PS: Wäre die HS33 in schwarz passender als in silber?

Gruß
Christoph


----------



## xc-mtb (16. August 2006)

Doch der F99 ist in ner Sonderserie dieses Jahr in silber gewesen. Schau mal im Leichtbauforum.
Lass ruhig das silber, das ist sehr gut.


----------



## Chris G (16. August 2006)

Hallo Matze,

ich habe dort nachgefragt. Es war nur eine begrenzte Sonderauflage... 
Gibts was Vergleichbares in Silber? 

Noch eine Frage... welche Vorbaulänge wäre die "richtige"? Habe nämlich beim neuen s-Works HT einen deutlich kürzeren Vorbau gesehen...

Gruß
Christoph


----------



## MTB-News.de




----------



## FeierFox (16. August 2006)

Wie lang ist denn der alte Vorbau ? Wenn du damit gut klarkommst, nimm einen mit gleicher (ähnlicher) Länge. Kann sein das das Oberrohr bei deinem Radel kürzer ist als beim Neuen und deshalb ein Längerer dran ist.


----------



## Chris G (17. August 2006)

FeierFox schrieb:
			
		

> Wie lang ist denn der alte Vorbau ? Wenn du damit gut klarkommst, nimm einen mit gleicher (ähnlicher) Länge. Kann sein das das Oberrohr bei deinem Radel kürzer ist als beim Neuen und deshalb ein Längerer dran ist.



Hallo FeierFox,

ich werde bei beiden Rädern das Oberrohr ausmessen. Ich weiss nicht, ob es normal ist, dass ich nach jeder Ausfahrt Schmerzen im unteren Rücken habe und dass die Hände taub werden... Kann dies auf die falschen Vorbaumasse zurück zu führen sein?

Gruß
Christoph


----------



## Chris G (17. August 2006)

Hallo Gemeinde,

zum Thema Oberrohr: 600mm sowohl bei meinem als auch beim neuen Rahmen.
zum Thema Vorbau: 110mm neu; kenne leider nicht die Messmethode beim alten, die Gesamtlänge beläuft sich aber auf 115mm
zum Thema Federn: leider habe ich nur einen Shop gefunden, dazu auch noch in den USA... tja weiss nur noch nicht ob ich dort gefahrlos bestellen kann.
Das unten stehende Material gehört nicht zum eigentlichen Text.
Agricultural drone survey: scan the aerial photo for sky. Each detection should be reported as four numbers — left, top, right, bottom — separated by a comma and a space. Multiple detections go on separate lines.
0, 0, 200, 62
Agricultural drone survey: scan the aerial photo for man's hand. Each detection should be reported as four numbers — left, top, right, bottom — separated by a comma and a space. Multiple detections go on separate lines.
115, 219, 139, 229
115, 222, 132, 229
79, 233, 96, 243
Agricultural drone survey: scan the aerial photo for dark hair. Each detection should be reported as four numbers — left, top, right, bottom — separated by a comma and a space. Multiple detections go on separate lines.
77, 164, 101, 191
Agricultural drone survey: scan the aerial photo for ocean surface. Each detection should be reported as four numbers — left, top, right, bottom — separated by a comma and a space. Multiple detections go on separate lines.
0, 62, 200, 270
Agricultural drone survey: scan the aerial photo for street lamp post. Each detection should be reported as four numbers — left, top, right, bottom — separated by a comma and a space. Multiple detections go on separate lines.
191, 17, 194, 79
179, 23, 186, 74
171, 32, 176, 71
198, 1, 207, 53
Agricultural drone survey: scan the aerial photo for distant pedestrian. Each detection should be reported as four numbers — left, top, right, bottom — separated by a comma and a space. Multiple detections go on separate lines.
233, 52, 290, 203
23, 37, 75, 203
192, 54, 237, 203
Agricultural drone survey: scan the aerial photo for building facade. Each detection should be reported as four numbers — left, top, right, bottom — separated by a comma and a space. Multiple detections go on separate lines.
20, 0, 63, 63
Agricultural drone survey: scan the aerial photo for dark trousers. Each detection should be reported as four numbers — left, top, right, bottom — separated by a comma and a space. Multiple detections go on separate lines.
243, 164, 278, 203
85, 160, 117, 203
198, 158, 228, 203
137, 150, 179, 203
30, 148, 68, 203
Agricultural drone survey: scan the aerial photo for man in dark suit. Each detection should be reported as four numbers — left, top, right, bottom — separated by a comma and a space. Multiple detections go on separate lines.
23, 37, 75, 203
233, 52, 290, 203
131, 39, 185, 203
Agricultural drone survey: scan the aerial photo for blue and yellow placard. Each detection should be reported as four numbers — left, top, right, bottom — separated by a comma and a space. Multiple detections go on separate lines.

Wäre nicht schlecht, wenn Ihr noch Alternativen zum F99 in Silber hättet. Danke

Hier Mal das Bild mit den WCS-Stummeln. Leider passt das silber nicht ganz zum titanium des Vorbaus...





Gruß
Christoph


----------



## mtbtoto (21. August 2006)

Hallo,

bei shocktherapy gibt es das total air kit für die Judy. habe ich auch bei meiner '96 vor gehabt, nur die ist von den laufbuchsen so runter, das es sich nicht mehr lohnt.

lg


----------



## Chris G (26. August 2006)

Hallo Gemeinde,

weichere Federn habe ich nun gefunden. Ich werde diese nach meinem Urlaub ordern. 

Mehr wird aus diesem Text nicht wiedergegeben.